NAKIVO sells backup and recovery software for virtual, physical, cloud and software-as-a-service environments. The company says it has more than 16,000 customers across 188 countries and lists Coca-Cola, Honda, Siemens and Cisco among users.
Virtualisation coverage
A key change is support for VMware vSphere 9. NAKIVO Backup & Replication now recognises and protects environments running the latest version of VMware's virtualisation platform, helping IT teams keep backup processes stable during upgrades.
The update also extends support for Proxmox VE 9.0 and adds compatibility with Proxmox VE 9.1. Proxmox has gained momentum in parts of the market, particularly among organisations looking for alternatives in virtualisation and management.
NAKIVO already offers agentless backup for Proxmox environments.
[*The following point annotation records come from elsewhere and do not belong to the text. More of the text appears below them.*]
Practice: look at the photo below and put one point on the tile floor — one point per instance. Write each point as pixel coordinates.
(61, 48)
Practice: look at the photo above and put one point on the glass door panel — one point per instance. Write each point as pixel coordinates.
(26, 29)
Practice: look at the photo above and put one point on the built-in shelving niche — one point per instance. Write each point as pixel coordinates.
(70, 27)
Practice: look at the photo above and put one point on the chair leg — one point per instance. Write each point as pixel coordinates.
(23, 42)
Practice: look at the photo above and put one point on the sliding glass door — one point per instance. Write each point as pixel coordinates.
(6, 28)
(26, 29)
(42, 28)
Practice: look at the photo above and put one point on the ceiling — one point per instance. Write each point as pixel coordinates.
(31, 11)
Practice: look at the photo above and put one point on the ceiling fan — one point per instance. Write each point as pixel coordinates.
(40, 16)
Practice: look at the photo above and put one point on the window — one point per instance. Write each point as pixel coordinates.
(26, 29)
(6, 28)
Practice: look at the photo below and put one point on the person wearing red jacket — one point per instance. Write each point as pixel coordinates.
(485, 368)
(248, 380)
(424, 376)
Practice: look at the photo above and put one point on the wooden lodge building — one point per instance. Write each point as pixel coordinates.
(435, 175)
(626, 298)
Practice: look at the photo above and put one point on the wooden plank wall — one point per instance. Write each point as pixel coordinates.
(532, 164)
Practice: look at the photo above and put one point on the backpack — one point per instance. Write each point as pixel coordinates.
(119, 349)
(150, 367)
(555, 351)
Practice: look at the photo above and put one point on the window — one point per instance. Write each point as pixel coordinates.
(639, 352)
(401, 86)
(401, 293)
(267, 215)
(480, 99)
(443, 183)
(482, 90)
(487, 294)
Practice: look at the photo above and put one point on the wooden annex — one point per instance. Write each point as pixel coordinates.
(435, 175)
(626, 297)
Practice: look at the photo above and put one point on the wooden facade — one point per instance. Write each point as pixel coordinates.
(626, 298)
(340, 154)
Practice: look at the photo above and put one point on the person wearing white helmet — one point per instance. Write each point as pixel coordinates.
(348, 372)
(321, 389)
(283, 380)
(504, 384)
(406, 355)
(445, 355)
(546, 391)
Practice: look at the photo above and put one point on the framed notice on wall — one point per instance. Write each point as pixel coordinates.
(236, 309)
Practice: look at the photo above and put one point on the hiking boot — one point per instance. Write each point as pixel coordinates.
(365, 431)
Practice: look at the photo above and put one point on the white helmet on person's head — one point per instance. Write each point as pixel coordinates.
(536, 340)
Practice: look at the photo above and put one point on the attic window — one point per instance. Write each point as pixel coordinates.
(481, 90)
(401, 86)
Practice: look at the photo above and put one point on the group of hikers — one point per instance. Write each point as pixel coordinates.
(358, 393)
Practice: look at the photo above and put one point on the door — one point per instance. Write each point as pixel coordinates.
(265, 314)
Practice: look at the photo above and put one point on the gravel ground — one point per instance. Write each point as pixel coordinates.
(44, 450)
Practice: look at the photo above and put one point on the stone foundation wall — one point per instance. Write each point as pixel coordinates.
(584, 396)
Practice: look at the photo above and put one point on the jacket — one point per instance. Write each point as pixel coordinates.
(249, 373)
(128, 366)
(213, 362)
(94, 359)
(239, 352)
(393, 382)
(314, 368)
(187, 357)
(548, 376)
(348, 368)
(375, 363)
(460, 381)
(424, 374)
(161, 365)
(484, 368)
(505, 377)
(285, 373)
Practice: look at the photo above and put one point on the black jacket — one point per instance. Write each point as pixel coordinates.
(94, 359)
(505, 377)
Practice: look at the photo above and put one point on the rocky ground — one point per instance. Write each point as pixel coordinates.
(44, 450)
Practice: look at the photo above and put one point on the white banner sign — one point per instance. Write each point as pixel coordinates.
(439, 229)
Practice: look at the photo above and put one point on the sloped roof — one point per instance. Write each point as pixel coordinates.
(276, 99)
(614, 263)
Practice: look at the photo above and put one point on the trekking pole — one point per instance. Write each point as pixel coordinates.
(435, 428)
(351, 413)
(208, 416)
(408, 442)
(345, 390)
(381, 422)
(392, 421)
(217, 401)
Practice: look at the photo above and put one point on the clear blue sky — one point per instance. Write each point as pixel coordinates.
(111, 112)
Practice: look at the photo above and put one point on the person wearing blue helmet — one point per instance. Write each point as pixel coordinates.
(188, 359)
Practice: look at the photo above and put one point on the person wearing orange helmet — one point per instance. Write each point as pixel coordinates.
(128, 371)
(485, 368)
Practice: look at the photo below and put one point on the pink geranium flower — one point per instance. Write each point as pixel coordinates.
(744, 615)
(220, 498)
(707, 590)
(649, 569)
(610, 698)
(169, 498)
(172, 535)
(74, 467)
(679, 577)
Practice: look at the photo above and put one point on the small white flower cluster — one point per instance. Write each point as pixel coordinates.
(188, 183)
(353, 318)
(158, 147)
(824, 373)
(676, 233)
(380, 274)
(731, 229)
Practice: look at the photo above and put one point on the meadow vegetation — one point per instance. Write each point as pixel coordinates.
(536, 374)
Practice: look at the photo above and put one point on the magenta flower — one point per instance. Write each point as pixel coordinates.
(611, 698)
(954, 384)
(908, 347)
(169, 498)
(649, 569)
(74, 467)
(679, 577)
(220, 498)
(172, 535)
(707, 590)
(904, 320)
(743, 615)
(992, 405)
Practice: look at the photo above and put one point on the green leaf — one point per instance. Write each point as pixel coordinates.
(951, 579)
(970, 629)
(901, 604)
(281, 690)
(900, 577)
Agentless approaches can reduce the need to install and maintain software on each protected virtual machine, though performance and feature coverage can vary by workload.
In practice, new platform support affects day-to-day operations. Backup vendors must track changes in hypervisor APIs, storage handling, and snapshot behaviour. Many IT teams treat compatibility updates as a prerequisite for upgrades, especially in regulated environments where backup and retention processes support audit evidence.
Security changes
Another headline feature is built-in OAuth 2.0 support for email notifications. Many organisations rely on email alerts for backup job status, failures, and reporting, while email systems have tightened authentication requirements and reduced reliance on basic methods.
OAuth 2.0 is widely used for delegated access and token-based authentication. Adding it to the product lets administrators connect notifications to modern email services without workarounds and can support compliance requirements for stronger controls over messaging systems and service accounts.
NAKIVO also cited "important security updates" in the release, alongside support for additional platform versions. It did not specify the full list of versions covered or the detailed scope of the security changes.
Backup vendors have put more emphasis on security in recent years as ransomware groups target backup systems to remove recovery options and increase pressure on victims. Buyers have responded by seeking stronger access controls, hardened architectures, and clearer security roadmaps, alongside measures such as immutability and offline copies.
Customer comment
NAKIVO included feedback from the University of Colourado Denver.
"With previous backup tools, I could not recover full VMs, but with NAKIVO Backup & Replication, I can recover VMware VMs within 10 minutes. With data deduplication, we were able to decrease storage space by 80%," said Matt Mitchell, Web Developer, SEHD, University of Colourado Denver.
Recovery time and storage consumption remain key purchasing criteria for backup products, particularly in virtualised estates where many systems share common data patterns. Deduplication can reduce stored backup data by removing duplicate blocks, although results vary by dataset and retention policies.
Market context
The release arrives amid continued change in enterprise virtualisation. VMware remains widely deployed in large organisations, while alternative platforms, including Proxmox, have become more visible in small and mid-sized environments and among some service providers. Many buyers now need backup tools that cover multiple hypervisors in parallel, particularly during migrations.
For backup suppliers, keeping pace with hypervisor releases is an ongoing requirement. Compatibility gaps can create operational risk: IT teams may delay upgrades without confirmed support, or run mixed versions across clusters and sites during transition periods.
Bruce Talley, NAKIVO's chief executive officer, said the update reflects changes in customer infrastructure.
"Our priority is to give customers a smooth and secure path forward as their environments evolve," Talley said. "v11.2 focuses on compatibility, security and consistent performance as virtualisation platforms evolve."
NAKIVO said version 11.2 is now generally available, including the new hypervisor support and OAuth 2.0 integration.